DeKalb: Immigrants revitalize Chamblee, bring change

As I came in low over Peachtree Industrial Boulevard on my approach to DeKalb-Peachtree Airport, I could see the sprawling General Motors complex off to my left. To my right was the Frito-Lay plant. Across the road was Oxford Chemicals. The year was 1962. From Roswell south, I was astonished at the rolling hills mantled with verdant pines.

Atlanta looked small in the distance. I had flown over an extensive highway project encircling the city. Having gone through Atlanta in the ’40s en route to Florida, all I remembered was the two-lane ribbon of concrete winding south from Tennessee and routing me through Atlanta’s center. Except for the Pennsylvania and New Jersey Turnpikes, super expressways were unknown.

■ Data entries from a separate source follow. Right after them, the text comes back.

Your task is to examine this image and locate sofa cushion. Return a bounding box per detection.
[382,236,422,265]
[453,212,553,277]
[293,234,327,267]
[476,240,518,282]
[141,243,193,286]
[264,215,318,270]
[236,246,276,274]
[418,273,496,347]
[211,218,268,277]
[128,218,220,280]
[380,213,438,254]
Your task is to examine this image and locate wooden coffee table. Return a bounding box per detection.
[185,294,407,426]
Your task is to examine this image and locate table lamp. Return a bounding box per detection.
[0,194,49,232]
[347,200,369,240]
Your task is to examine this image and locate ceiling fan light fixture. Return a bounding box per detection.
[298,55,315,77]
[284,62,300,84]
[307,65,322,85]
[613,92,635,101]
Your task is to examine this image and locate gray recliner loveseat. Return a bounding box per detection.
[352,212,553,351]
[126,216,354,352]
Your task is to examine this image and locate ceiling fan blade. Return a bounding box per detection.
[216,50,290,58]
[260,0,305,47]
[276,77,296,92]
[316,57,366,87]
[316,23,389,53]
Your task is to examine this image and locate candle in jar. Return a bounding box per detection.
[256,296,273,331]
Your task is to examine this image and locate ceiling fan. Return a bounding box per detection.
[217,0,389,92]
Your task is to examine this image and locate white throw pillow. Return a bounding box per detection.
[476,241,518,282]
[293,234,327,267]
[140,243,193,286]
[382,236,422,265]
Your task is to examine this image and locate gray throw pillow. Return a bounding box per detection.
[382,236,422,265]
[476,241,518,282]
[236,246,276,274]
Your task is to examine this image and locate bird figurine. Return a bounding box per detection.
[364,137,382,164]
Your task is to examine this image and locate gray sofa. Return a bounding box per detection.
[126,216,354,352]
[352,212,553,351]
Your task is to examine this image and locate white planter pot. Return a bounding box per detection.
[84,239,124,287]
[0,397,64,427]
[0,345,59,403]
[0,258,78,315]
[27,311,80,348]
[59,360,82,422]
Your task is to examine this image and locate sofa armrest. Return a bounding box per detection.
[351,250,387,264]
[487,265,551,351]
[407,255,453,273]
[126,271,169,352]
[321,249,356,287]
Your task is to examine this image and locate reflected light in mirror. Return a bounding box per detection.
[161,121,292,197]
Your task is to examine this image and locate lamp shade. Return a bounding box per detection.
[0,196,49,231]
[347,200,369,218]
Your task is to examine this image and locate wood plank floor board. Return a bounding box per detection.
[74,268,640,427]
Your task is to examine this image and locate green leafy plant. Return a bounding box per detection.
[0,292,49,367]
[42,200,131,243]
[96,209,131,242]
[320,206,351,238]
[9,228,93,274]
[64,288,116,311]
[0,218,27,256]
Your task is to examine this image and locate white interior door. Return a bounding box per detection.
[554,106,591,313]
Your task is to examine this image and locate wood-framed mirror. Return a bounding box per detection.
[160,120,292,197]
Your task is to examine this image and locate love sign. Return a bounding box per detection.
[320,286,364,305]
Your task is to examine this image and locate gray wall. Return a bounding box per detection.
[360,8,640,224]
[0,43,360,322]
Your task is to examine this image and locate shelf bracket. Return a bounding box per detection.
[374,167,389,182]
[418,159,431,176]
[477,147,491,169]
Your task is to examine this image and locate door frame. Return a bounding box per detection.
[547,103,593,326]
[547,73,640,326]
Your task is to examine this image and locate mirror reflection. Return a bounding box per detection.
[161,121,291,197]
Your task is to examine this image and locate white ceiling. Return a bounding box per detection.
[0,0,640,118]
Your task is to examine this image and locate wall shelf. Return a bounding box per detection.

The community of Chamblee lies northeast of Atlanta between Buford Highway and Peachtree Road, bosom buddies with Doraville. It is a city undergoing transition. The factories I saw in 1962 are gone. According to Chamblee police Chief Marc Johnson, Chamblee is 55 percent Hispanic. Asians have also migrated to Chamblee. As a matter of fact, after having neglected to visit Chamblee’s antiques shops for many years, I thought I might have wandered into Beijing.

In the ’70s and ’80s, many businesses on Buford Highway had become time-worn. Zayres, a busy retail store, no longer exists. Johnson said that without the influx of diverse entrepreneurs, the trend would likely have continued.

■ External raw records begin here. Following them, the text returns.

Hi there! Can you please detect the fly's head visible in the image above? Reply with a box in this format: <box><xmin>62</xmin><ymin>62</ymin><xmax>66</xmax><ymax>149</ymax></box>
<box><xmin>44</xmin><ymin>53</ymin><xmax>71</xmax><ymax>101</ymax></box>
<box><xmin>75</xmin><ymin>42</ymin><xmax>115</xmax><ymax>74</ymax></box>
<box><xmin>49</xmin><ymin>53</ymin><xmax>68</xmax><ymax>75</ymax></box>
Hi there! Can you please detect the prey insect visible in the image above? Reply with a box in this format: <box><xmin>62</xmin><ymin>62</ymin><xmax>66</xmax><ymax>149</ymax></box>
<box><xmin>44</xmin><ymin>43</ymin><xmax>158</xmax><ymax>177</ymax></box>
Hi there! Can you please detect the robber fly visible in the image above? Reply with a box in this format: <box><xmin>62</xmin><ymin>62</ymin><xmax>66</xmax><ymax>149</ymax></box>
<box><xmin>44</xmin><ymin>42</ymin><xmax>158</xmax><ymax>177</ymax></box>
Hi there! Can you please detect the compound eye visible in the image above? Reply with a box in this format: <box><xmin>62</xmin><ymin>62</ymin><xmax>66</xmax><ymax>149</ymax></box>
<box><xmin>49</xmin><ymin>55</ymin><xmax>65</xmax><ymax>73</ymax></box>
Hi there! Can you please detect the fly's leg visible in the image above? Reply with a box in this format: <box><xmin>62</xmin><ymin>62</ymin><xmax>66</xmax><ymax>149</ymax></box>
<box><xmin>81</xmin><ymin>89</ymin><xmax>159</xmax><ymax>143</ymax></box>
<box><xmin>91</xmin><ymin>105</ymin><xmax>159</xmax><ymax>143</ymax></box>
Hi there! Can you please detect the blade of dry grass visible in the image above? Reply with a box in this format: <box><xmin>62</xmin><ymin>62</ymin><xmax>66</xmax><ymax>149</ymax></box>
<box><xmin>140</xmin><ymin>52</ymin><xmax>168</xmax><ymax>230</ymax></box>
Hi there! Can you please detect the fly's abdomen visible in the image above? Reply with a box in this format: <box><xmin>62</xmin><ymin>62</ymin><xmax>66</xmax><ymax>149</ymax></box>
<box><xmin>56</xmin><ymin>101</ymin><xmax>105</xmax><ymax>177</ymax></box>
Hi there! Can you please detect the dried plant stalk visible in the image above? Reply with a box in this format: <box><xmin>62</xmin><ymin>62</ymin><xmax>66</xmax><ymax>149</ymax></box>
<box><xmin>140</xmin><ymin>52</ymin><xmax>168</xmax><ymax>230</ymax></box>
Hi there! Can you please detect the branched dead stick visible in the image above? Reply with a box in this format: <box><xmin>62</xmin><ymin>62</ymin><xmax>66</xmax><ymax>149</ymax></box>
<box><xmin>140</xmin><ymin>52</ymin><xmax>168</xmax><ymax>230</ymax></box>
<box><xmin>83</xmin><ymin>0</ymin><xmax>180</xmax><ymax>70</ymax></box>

Johnson has been chief of the Chamblee Police Department for 16 years and on the force for 36 years. He made me wish I had become a cop. I could tell he was proud of his community. We discussed crime rates and gang activity. He said the problems were minimal. He said the diverse population had bought property that was empty and had opened new businesses, and in spite of the current economic crisis, they were surviving, some thriving.

Having flown over Lake Lanier 10 years ago in a biplane based in DeKalb-Peachtree Airport, I decided to have lunch in the 57th Fighter Group restaurant next to the airport, where I had taken off that day. Their hamburger still puts fast-food offerings to shame.

I spent time with Mike Van Wie, assistant director of the airport. We had a lengthy conversation. Being a golfer, Mike was envious when I told him I had played the Augusta National four times in the 1970s. I was fortunate to have known Bryce Newman, who was a member.

I met Jean Bradbury who has a thriving business called Bird Bath, which cleans incoming aircraft. She is a talker. Of course, running into Pat Epps is almost a certainty when visiting the airport. He is a landmark. He has been there 45 years. Epps is one of a group of airplane enthusiasts who recovered one of the P-38 fighter planes lost in 1942 on a Greenland ice cap.

We talked about the growth of the airport. However, no one is immune to Washington’s mishandling of the economy.

Operations (takeoffs and landings) dropped from 221,000 in 2007 to 151,000 in 2009. That’s a severe economic battering.